Consequences of the Fundamental Theorem of Arithmetic

Reading

Practice Problems

6.2
1, 2, 4, 6, 11
Challenge
(Optional) 8, 16, 22, 32-35

Notes

The fundamental theorem of arithmetic has two important consequences. One is regarding the divisors of a number, the other is regarding gcd and lcm.

If \(n = p_1^{a_1}\cdots p_k^{a_k}\) is the prime factorization of the number \(n\), then any positive divisor \(d\) of \(n\) has the form:

\[d = p_1^{b_1}\cdots p_k^{b_k}\]

where each \(b_i\leq a_i\).

In particular, there are exactly \((a_1 + 1)(a_2 + 1)\cdots(a_k + 1)\) different positive divisors of \(n\).

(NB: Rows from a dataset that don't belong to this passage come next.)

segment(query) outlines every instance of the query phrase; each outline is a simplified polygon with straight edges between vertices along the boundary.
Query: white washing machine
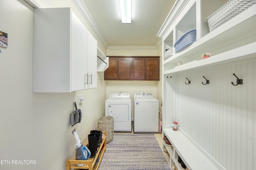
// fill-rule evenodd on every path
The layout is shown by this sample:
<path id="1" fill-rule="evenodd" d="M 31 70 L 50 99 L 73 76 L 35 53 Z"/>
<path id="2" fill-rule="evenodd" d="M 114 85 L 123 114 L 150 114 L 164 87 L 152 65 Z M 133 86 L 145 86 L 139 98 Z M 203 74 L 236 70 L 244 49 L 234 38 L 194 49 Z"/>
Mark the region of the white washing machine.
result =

Suppose \(n = p_1^{a_1}\cdots p_k^{a_k}\) and \(m = p_1^{b_1}\cdots p_k^{b_k}\) are prime number factorizations of \(n\) and \(m\), where we have allowed some of the exponents to equal \(0\) to ensure we have the same list of prime numbers. Then we have:

\[\gcd(n, m) = p_1^{\min(a_1, b_1)}p_2^{\min(a_2,b_2)}\cdots p_k^{\min(a_k, b_k)}\]

\[lcm(n, m) = p_1^{\max(a_1, b_1)}p_2^{\max(a_2,b_2)}\cdots p_k^{\max(a_k, b_k)}\]

A direct consequence of this is the formula \(nm = \gcd(n, m)lcm(n,m)\) that we saw earlier.